I,         , spouse of [•], have read and hereby approve the foregoing terms set forth in this Agreement [and the Adoption Agreement].15 In consideration of the Company’s granting my spouse the right to purchase the Shares as set forth in this Agreement, I hereby agree to be irrevocably bound by this Agreement [and the Adoption Agreement]16 and further agree that any community property or other such interest shall hereby by similarly bound by this Agreement [and the Adoption Agreement]17. I hereby appoint my spouse as my attorney-in-fact with respect to any amendment or exercise of any rights under this Agreement [and the Adoption Agreement]18.

 

Spouse of [•] ( if applicable)
 

 

 

 

15  To be included in the pre-IPO award agreements.
16  To be included in the pre-IPO award agreements.
17  To be included in the pre-IPO award agreements.
18  To be included in the pre-IPO award agreements.

 

23


EXHIBIT B19

CALYXT, INC.

2017 OMNIBUS INCENTIVE PLAN

ADOPTION AGREEMENT TO THE COMPANY STOCKHOLDERS AGREEMENT

This Adoption Agreement (“Adoption Agreement”) is executed on                     20    , by the undersigned (the Holder) pursuant to the terms of that certain Stockholders Agreement dated as of December 3, 2014 (the Agreement), by and among the Company and certain of its Stockholders, as such Agreement may be amended or amended and restated hereafter. Capitalized terms used but not defined in this Adoption Agreement shall have the respective meanings ascribed to such terms in the Agreement. By the execution of this Adoption Agreement, the Holder agrees as follows.

1.1 Acknowledgement. Holder acknowledges that Holder is acquiring certain shares of The capital stock of the Company (the Stock), for one of the following reasons (Check the correct box):

❑ As a transferee of Shares from a party in such party’s capacity as an “Stockholder” bound by the Agreement, and after such transfer, Holder shall be considered a “Stockholder” for all purposes of the Agreement.

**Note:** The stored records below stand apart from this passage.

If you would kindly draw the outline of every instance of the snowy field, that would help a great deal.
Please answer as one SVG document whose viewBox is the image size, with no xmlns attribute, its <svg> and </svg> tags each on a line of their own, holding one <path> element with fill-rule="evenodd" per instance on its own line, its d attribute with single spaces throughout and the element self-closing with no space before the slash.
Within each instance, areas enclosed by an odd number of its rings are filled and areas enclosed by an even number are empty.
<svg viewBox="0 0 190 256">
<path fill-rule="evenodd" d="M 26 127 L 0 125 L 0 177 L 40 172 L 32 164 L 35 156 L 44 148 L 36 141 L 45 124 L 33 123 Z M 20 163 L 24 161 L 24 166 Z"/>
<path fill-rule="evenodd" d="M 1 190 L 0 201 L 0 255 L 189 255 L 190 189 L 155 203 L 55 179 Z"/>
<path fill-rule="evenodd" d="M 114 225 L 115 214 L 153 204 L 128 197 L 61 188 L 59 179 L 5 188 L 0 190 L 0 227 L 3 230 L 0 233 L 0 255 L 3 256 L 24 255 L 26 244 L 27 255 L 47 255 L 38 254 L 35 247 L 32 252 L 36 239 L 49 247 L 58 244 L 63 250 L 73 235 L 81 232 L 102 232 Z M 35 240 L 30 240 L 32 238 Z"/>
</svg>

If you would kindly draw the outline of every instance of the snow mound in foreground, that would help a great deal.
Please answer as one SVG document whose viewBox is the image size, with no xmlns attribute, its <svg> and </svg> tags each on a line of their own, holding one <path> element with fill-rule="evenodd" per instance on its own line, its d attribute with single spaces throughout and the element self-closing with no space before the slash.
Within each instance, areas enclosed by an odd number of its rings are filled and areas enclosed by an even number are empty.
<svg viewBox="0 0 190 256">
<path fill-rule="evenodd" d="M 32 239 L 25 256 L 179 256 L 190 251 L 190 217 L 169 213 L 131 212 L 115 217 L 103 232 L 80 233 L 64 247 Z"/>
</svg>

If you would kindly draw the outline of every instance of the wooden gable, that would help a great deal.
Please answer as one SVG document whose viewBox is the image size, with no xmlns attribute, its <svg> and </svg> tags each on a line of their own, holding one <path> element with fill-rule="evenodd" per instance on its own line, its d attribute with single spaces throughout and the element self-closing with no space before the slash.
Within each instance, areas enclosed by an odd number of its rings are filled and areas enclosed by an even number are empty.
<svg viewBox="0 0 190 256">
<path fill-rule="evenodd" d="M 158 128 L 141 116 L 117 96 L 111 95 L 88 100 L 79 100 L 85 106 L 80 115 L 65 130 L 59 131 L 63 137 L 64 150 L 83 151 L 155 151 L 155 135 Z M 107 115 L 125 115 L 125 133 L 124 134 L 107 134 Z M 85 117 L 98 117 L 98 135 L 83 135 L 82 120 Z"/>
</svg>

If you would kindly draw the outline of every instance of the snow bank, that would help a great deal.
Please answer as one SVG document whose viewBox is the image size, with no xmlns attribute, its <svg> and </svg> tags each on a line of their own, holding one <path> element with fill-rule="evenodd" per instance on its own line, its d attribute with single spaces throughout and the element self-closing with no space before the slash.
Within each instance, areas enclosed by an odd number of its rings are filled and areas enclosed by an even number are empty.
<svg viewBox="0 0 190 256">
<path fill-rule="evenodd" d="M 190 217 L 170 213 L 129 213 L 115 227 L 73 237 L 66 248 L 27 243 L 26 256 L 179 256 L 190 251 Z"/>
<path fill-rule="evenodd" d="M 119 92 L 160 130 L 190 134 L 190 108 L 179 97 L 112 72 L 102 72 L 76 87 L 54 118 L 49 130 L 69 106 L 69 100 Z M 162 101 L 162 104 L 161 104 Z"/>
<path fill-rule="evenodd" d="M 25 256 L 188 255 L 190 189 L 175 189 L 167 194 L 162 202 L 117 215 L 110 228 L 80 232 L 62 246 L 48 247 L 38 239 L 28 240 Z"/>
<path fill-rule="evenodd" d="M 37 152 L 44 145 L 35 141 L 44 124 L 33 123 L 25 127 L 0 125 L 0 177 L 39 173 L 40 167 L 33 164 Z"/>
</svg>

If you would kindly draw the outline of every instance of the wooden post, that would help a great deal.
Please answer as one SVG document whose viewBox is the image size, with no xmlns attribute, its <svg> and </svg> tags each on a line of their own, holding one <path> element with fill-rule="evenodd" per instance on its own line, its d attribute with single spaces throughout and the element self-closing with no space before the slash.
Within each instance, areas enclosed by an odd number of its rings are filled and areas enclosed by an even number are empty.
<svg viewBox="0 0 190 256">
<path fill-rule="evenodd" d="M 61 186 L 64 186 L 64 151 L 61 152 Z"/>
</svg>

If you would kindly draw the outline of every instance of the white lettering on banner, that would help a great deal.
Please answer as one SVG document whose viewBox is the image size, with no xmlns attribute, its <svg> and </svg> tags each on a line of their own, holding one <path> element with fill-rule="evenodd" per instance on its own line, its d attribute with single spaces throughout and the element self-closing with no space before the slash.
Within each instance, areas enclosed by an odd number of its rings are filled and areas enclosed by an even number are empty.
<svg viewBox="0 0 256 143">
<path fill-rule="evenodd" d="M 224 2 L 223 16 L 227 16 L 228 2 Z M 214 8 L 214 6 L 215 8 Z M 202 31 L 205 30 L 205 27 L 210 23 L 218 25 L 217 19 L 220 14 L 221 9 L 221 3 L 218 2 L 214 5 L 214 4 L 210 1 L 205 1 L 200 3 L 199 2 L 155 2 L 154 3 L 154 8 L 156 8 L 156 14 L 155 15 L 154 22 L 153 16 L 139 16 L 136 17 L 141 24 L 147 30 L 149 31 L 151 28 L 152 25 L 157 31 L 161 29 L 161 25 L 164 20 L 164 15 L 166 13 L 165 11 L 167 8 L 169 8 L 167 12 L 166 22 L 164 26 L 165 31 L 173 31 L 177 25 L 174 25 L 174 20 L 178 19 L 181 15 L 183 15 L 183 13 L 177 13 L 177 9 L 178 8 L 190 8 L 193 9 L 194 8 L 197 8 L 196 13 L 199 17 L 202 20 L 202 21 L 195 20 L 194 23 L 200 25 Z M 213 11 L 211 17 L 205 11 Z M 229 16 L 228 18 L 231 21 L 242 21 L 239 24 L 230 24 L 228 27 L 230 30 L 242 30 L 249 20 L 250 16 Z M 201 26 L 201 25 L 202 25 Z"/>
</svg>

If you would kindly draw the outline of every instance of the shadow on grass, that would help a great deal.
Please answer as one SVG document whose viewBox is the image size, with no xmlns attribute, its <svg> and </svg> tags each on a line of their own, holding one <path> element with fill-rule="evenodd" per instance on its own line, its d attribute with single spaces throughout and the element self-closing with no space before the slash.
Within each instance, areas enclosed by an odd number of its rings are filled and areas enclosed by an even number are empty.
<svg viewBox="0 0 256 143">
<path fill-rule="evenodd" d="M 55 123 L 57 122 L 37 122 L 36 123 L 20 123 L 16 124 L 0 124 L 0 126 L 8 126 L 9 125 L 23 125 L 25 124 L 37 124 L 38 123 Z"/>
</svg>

❑ As a new Stockholder in accordance with Subsection 4.1(a) of the Agreement, in which case Holder will be a “Stockholder” for all purposes of the Agreement.

1.2 Agreement. Holder hereby (a) agrees that the Stock, and any other shares of capital stock or securities required by the Agreement to be bound thereby, shall be bound by and subject to the terms of the Agreement and (b) adopts the Agreement with the same force and effect as if Holder were originally a party thereto.

1.3 Notice. Any notice required or permitted by the Agreement shall be given to Holder at the address or facsimile number listed below Holder’s signature hereto.

 

      ACCEPTED AND AGREED:
HOLDER:     CALYXT, INC.

 

    By:  

 

Name:  

 

    Title:  

 

 

19  To be included in the pre-IPO award agreements.